The transverse angle of the acetabular inlet (which is also called Sharp's angle and it is generally the angle called acetabular angle without further specification) is described by measuring the angle between a line passing from the superior to the horizontal plane and inferior acetabular rim; an angle that normally measures 51° in infants and 40° in adults that affects the lateral acetabular coverage of the femoral head and many other parameters.
Wiberg's centre-edge angle (which is called CE angle) is defined as an angle between a line from the centre of the femoral head and the vertical line to the most lateral part of the acetabulum, which can be seen on an anteroposterior radiograph.
The sagittal angle of the acetabular inlet is described as an angle between a line that passes from the anterior to the sagittal plane and the posterior acetabular rim. in adults; it also measures 7° at birth and increases to 17°.
The angle which lies between the longitudinal axes of the shaft and femoral neck is called the caput-collum-diaphyseal angle or simply CCD angle, generally measures nearly 150° in newborn and as 126° in adults (which is called as coxa norma).
An abnormally large angle is called coxa valga and an abnormally small angle, as coxa vara. Since changes in femur shape affect the knee, coxa valga is often associated with genu varum (also known as bow-leggedness), while coxa vara causes genu valgum (knock-knees).
The capsule usually attaches to the hip bone that is outside the acetabular hip, which therefore projects into capsular space. Whereas, on the femoral side, the distance between the cartilaginous rim head and the capsular attachment at the neck's base is constant that leaves a wider extracapsular neck part at the back than at the front.

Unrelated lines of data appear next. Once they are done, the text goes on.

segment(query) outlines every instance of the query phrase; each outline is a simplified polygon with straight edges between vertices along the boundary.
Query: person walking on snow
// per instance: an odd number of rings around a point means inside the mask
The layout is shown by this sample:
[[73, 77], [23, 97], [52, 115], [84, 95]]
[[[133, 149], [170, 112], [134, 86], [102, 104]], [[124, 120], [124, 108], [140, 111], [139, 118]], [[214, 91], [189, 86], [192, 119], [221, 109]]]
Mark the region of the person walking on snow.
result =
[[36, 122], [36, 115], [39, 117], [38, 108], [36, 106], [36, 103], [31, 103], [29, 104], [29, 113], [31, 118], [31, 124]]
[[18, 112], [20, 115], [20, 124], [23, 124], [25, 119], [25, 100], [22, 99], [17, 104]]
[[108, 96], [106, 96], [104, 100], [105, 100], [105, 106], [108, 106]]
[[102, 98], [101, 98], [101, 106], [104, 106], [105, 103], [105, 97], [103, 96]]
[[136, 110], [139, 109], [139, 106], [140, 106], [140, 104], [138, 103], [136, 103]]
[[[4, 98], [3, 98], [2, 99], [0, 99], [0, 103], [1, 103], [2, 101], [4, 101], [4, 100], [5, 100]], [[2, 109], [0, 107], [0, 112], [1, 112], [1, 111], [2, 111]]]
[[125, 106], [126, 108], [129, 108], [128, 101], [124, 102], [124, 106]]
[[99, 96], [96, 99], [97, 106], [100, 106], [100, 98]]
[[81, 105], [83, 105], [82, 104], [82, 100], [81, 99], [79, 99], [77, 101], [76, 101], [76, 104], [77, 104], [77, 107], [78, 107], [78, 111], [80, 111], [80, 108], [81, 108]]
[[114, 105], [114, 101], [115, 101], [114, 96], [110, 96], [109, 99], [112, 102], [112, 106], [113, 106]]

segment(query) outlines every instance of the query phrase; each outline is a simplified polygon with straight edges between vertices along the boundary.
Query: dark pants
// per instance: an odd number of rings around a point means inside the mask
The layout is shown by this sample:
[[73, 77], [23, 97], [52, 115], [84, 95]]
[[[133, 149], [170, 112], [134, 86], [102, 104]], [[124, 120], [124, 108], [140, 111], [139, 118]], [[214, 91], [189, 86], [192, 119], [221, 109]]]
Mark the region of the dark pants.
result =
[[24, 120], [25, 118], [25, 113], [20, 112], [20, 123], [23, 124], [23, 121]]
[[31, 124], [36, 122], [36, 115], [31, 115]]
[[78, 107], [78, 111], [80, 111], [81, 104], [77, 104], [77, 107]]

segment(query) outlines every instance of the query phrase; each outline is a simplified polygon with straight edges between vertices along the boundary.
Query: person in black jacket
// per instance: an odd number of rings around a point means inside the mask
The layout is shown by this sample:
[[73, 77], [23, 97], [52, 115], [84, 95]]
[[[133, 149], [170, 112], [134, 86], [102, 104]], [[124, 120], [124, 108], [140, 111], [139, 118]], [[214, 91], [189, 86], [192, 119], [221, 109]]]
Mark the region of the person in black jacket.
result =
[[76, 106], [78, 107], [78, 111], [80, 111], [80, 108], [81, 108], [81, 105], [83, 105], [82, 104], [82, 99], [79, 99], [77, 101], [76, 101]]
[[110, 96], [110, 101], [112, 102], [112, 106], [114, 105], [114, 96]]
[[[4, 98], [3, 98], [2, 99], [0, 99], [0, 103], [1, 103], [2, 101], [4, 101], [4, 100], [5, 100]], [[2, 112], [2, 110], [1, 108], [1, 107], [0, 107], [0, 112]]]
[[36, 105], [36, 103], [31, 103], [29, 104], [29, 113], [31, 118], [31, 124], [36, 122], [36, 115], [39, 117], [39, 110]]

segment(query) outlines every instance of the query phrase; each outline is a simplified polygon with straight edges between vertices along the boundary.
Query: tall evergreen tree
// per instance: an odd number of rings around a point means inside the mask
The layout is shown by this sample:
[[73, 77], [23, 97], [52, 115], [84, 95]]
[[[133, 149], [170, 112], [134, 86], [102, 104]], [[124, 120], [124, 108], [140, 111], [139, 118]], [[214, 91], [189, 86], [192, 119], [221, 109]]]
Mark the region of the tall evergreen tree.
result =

The strong but loose fibrous capsule present on the hip joint permits the hip joint to contain the second-largest range of movement (which is second, only to the shoulder) and yet supports the weight of the arms, body, and head.
The hip joint is the one, which is reinforced by four ligaments, where three are extracapsular and one is intracapsular.
The extracapsular ligaments are given as the ischiofemoral, iliofemoral, and pubofemoral ligaments that are attached to the pelvis bones (the ischium, ilium, and pubis, respectively). All these three strengthen the capsule and prevents an excessive range of joint movement. The iliofemoral ligament, which is twisted and Y-shaped, is the strongest ligament in the human body or the hip in the human body. It also stops the trunk from dropping backwards in the upright position without the need for muscular action. In the sitting position, it becomes relaxed, allowing the pelvis to tilt backwards into the sitting position.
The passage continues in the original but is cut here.